Publicado em: 11/04/2019
Por: Adilson Fonsêca


Nada melhor que um cartão de boas-vindas com a própria história da cidade. Para quem visita Salvador e se depara com a sua história em todos os cantos, dos casarios, às ruas, ladeiras e becos, onde a cultura e a religiosidade se manifestam, o Centro Histórico é o melhor caminho para conhecer um pouco mais dessa que foi a primeira capital do Brasil e 470 anos depois continua surpreendendo quem a visita.

Instalado no antigo prédio da Santa Casa de Misericórdia, que foi erguido no século XVII e tombado pelo IPHAN em 1938, o Museu da Misericórdia é um dos mais importantes espaços culturais da Bahia e possui em seu acervo obras que contam um pouco da história do estado e do país. E está bem na porta de entrada para o Centro Histórico, entre a Praça da Sé e a Praça Municipal, como uma espécie de guardião da própria história da cidade.

Inaugurado em 2006 pela Santa Casa da Bahia, o Museu da Misericórdia agrega grande valor ao panorama artístico e cultural do Centro Histórico de Salvador.
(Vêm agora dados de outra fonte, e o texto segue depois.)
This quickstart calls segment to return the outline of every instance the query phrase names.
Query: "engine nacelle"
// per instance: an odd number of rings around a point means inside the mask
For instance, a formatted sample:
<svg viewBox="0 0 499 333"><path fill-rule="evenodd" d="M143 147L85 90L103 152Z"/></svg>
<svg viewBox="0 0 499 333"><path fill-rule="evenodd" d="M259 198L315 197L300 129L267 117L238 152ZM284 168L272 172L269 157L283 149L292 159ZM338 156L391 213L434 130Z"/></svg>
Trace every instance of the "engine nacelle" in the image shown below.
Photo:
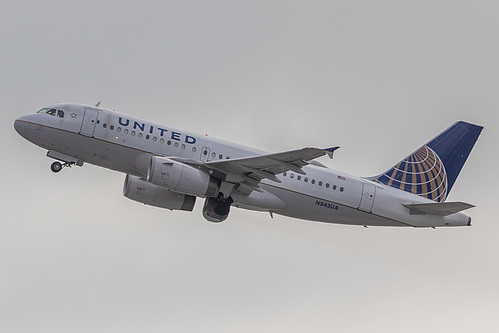
<svg viewBox="0 0 499 333"><path fill-rule="evenodd" d="M147 181L172 191L198 197L216 197L220 181L208 173L166 157L153 156Z"/></svg>
<svg viewBox="0 0 499 333"><path fill-rule="evenodd" d="M131 175L126 175L123 195L146 205L189 212L194 209L196 203L195 196L173 192Z"/></svg>

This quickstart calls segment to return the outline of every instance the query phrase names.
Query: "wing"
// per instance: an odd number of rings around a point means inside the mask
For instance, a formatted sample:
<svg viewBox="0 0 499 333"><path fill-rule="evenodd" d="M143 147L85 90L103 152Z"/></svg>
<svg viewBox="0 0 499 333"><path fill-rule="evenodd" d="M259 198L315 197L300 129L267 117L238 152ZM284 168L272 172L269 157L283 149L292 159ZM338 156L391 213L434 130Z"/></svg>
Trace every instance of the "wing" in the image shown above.
<svg viewBox="0 0 499 333"><path fill-rule="evenodd" d="M252 191L262 191L259 187L262 179L270 179L281 182L276 175L286 171L294 171L305 174L302 167L308 165L308 161L317 157L328 155L333 158L333 153L339 147L327 149L303 148L290 150L282 153L272 153L251 157L234 158L220 161L185 161L184 163L202 165L208 169L210 174L229 183L230 190L237 185L237 190L249 194ZM223 186L223 185L222 185ZM230 190L226 191L230 193ZM226 192L223 192L224 194Z"/></svg>

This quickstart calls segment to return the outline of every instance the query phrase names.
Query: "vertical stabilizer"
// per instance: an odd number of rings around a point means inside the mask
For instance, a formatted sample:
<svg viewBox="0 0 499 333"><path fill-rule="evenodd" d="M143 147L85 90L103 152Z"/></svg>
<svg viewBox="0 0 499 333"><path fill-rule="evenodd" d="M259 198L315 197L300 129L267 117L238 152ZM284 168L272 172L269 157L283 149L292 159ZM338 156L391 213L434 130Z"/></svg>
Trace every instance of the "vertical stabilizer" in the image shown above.
<svg viewBox="0 0 499 333"><path fill-rule="evenodd" d="M372 180L444 202L483 127L459 121Z"/></svg>

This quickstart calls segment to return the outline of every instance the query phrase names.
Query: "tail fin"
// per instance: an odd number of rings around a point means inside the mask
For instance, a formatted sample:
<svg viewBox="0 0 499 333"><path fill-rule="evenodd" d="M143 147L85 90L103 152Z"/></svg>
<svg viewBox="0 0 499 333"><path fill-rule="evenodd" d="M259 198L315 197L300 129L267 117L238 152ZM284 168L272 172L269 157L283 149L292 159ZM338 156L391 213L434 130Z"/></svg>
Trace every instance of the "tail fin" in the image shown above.
<svg viewBox="0 0 499 333"><path fill-rule="evenodd" d="M483 127L456 122L374 181L444 202Z"/></svg>

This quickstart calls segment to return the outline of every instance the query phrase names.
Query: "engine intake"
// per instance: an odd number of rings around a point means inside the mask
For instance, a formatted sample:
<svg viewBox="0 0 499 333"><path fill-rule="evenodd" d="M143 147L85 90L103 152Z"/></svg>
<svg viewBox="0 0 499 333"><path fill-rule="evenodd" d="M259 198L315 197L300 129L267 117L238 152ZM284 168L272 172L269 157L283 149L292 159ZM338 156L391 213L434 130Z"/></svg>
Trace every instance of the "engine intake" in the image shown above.
<svg viewBox="0 0 499 333"><path fill-rule="evenodd" d="M189 212L194 209L196 203L195 196L173 192L131 175L126 175L123 195L146 205Z"/></svg>
<svg viewBox="0 0 499 333"><path fill-rule="evenodd" d="M159 156L151 157L147 181L175 192L198 197L217 197L220 188L220 181L208 173Z"/></svg>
Instalado em palacete do século XVII, que já abrigou o primeiro hospital da cidade – fundado pela Santa Casa – funciona nas dependências da Igreja da Misericórdia e possui rico acervo, composto por 3.874 peças, classificadas em diversas categorias, como alfaia, mobiliário, pinacoteca e imaginária.

É o maior legado religioso herdado dos portugueses no período do Brasil Colonial, com 467 anos de história, três a menos que a própria data de fundação da cidade, em 1549. E possui obras que contextualizam do século XVII até os dias atuais.
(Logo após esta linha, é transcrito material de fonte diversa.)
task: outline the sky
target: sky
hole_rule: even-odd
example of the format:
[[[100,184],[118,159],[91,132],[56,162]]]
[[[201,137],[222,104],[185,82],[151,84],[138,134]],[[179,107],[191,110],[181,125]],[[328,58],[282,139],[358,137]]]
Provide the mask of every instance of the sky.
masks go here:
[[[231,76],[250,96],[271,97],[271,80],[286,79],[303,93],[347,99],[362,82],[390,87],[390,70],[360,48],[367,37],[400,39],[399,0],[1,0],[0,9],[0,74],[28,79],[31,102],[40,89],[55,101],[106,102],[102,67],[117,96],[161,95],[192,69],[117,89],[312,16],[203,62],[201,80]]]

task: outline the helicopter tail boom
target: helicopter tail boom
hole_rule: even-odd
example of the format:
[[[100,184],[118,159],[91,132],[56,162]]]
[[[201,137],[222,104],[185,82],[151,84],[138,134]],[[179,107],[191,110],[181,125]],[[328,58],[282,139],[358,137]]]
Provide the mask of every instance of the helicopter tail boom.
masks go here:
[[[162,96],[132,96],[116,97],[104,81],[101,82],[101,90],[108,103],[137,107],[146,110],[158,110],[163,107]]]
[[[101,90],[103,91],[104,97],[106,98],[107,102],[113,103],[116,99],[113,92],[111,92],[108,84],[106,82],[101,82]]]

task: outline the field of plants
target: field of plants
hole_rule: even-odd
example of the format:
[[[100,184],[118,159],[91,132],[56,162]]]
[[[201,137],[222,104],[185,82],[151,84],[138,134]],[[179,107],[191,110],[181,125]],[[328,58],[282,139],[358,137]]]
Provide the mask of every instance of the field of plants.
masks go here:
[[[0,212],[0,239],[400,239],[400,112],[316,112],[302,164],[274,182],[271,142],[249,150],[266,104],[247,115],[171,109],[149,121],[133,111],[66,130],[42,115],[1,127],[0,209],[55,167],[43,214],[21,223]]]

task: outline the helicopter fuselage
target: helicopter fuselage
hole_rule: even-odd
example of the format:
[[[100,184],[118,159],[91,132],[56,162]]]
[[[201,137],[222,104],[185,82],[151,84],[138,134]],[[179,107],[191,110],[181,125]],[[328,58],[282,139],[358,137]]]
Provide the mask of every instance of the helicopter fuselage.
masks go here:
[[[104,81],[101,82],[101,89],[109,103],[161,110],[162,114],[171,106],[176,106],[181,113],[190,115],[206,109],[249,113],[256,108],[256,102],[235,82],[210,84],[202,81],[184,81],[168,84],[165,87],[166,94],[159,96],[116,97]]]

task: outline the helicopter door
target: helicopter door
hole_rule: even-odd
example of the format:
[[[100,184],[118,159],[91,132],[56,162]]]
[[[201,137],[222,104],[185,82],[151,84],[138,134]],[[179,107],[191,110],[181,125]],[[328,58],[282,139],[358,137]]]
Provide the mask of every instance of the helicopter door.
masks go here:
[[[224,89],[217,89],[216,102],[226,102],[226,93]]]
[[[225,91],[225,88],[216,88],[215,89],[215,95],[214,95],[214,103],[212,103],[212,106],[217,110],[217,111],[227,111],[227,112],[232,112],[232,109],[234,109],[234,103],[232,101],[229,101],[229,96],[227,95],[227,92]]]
Dentre os destaques, os azulejos de 1712 que reproduzem a Procissão do Fogaréu, que a Irmandade da Santa Casa realizava na noite de Quinta-Feira Santa, e a sala com quadros do expoente pintor barroco José Joaquim da Rocha, que retratam a Paixão de Cristo. A Loggia (século XVIII) é um espaço arquitetônico de características europeias e conta com um rico trabalho de embrechado em quatro tipos de mármore que conferiu ao prédio do Museu o tombamento do Instituto do Patrimônio Histórico e Artístico Nacional (IPHAN), em 1938.
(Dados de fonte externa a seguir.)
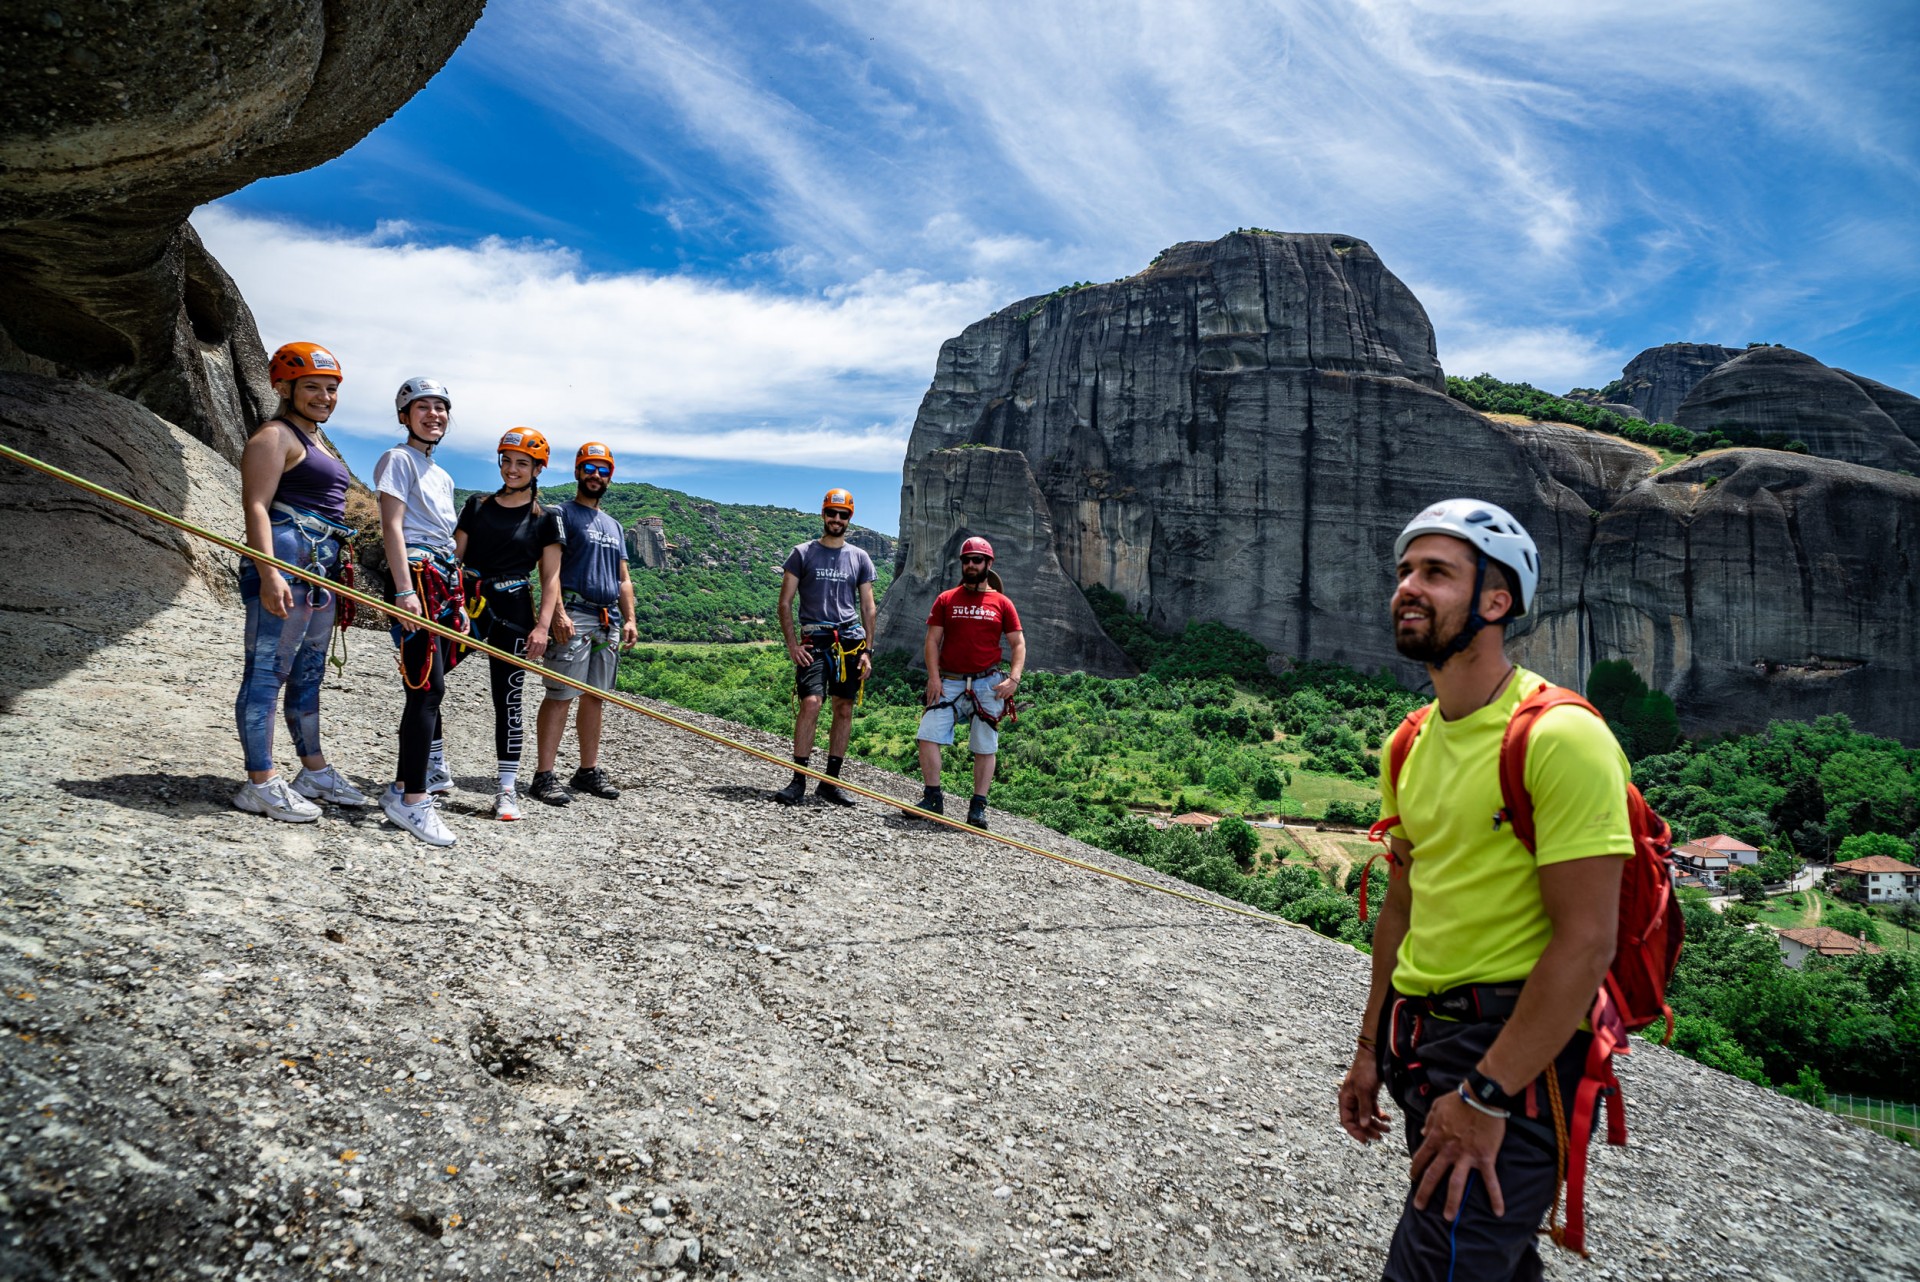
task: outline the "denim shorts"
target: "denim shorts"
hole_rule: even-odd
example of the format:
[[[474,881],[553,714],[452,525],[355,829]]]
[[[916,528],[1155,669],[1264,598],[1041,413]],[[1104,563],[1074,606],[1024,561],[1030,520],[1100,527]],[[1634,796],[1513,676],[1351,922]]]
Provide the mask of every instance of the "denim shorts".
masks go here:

Entre as peças relacionadas expostas ao público, está uma cadeira feita exclusivamente para a visita de D. Pedro II, em 1859, e a escrivaninha de Ruy Barbosa, que foi funcionário da Santa Casa da Bahia. O Museu da Misericórdia ainda conta com quadros que retratam Antônio de Lacerda, projetista e executor da obra do Elevador Lacerda, e Raimunda Porcina de Jesus, que alforriou os escravos da Filarmônica dos Chapadistas.

PROGRAME SUA VISITA

O Museu da Misericórdia funciona de terça a sexta-feira, das 8h30 às 17h30, aos sábados, das 9h às 17h, e aos domingos e feriados, das 12h às 17h. Os ingressos custam R$ 10 (inteira) e R$ 5 (meia), para estudantes, professores, idosos (acima de 60 anos) e pessoas com deficiência (PCD).

As visitas em grupo (escolar, universitário ou corporativo) devem ser agendadas para melhor aproveitamento. As visitas noturnas são realizadas para instituições de educação (escolas, faculdades etc.), de terça à quinta-feira, das 18h30 às 20h, sob agendamento prévio. A gratuidade na visita é concedida em qualquer dia e horário para Instituições Públicas, ONGs e Instituições filantrópicas.